Однако время было позднее, да к тому же советское, а значит, кафешки и рестораны всю ночь работать не собирались. Нам об этом дипломатично (или почти дипломатично) намекнули местные официанты. Поляки уже собираться стали, а Шурик не унимался. Он наверняка решил уйти с этого мероприятия с польской красавицей. Кто-то из ее окружения попытался Шурику что-то объяснить. Шурик же ему в ответ: «А ты це кто?» Тот сказал, что он муж понравившейся Шурику девицы, и вернул Шурику его же фразу: «А ты це кто?» Тут бы Шурику и успокоиться, но он выдал: «А я – це е… рь». Подкрепляя свои слова хуком в голову мнимого (а может и настоящего) мужа. Дальше весьма предсказуемое продолжение – драка. От нас трое. Я поначалу думал, что медик наш сплохует. И оказался неправ. Мой коллега по несчастью грудью своей впалой встал на защиту чести офицерского мундира. С другой стороны в бой поначалу вступила как минимум великолепная четверка польского легиона. Потом на их сторону подтянулись и местные официанты. Я так думаю, что их на это сподвигло отнюдь не то, что мы еще не расплатились за трапезу, а подлое бендеровское естество. Получается, что польские шляхтичи им оказались во сто крат милее офицеров своей великой Родины. Ничего удивительного, ведь Ровенщина, Тернопольщина и Львовщина – известные на тот (да и, наверное, на этот) момент рассадники оуновской и иже с ними зараз.

Силы были неравны. Настоящий кадровый офицер только один и два полунастоящих, а противостояла нам объединенная армия. Надо было отходить. Хорошо, что окна в той кафешке были от пола до потолка.

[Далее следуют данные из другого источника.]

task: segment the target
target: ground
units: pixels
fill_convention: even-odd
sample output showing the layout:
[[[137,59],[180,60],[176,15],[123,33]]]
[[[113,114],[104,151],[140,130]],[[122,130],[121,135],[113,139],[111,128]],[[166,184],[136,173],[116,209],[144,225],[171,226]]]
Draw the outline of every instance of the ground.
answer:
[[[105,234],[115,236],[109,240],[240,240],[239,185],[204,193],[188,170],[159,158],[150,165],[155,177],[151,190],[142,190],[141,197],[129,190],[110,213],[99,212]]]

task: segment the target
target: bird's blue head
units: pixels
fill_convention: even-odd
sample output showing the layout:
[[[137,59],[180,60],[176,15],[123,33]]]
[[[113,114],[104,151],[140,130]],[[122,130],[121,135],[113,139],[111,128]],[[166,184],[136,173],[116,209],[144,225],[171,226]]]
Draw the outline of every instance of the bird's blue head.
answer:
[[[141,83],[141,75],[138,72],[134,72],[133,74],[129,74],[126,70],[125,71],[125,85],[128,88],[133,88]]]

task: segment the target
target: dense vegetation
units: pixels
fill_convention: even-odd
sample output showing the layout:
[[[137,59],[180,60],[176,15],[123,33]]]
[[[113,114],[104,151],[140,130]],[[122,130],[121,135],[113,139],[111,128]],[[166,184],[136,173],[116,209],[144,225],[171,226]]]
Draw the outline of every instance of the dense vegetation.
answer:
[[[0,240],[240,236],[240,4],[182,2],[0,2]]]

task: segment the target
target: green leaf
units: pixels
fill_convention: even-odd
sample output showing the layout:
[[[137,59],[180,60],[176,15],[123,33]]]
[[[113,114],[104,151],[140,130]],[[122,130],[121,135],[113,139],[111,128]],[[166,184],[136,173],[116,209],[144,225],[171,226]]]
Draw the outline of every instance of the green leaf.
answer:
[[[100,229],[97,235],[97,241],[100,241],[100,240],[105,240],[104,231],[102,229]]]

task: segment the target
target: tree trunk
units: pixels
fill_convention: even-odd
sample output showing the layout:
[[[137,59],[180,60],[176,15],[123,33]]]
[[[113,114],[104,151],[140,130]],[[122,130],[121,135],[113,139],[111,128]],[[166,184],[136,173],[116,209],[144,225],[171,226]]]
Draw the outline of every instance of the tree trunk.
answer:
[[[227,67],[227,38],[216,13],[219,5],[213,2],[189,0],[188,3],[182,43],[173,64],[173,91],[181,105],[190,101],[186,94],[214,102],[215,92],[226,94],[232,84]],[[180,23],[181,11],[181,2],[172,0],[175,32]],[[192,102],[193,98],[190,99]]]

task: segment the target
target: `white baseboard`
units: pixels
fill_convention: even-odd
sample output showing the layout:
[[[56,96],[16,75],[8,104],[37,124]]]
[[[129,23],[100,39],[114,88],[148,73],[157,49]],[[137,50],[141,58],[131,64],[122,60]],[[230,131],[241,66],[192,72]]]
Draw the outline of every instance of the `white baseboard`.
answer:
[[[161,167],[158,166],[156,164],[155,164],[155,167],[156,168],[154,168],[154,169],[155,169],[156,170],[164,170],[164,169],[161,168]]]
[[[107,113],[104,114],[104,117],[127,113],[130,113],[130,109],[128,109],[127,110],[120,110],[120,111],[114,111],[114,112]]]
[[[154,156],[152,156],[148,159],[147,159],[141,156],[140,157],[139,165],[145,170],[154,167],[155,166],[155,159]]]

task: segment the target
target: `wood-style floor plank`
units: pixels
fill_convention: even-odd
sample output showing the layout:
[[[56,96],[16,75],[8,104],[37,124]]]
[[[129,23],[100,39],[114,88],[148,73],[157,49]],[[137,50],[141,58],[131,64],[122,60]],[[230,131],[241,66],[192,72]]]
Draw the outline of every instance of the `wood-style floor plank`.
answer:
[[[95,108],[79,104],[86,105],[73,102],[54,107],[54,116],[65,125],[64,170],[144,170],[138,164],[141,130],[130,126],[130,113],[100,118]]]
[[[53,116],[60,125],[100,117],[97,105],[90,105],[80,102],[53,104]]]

Шурик, как истый полководец, сие заприметил, а затем и воспользовался. Полет пары стульев, звон осыпающихся стекол – и дорога к свободе открыта. Мы благополучно ретировались и без дальнейших приключений добрались до нашего временного пристанища – офицерского клуба. Никто нас не преследовал. Лишь немного жалко было Шурика: и в Ровно с бабами для него облом вышел.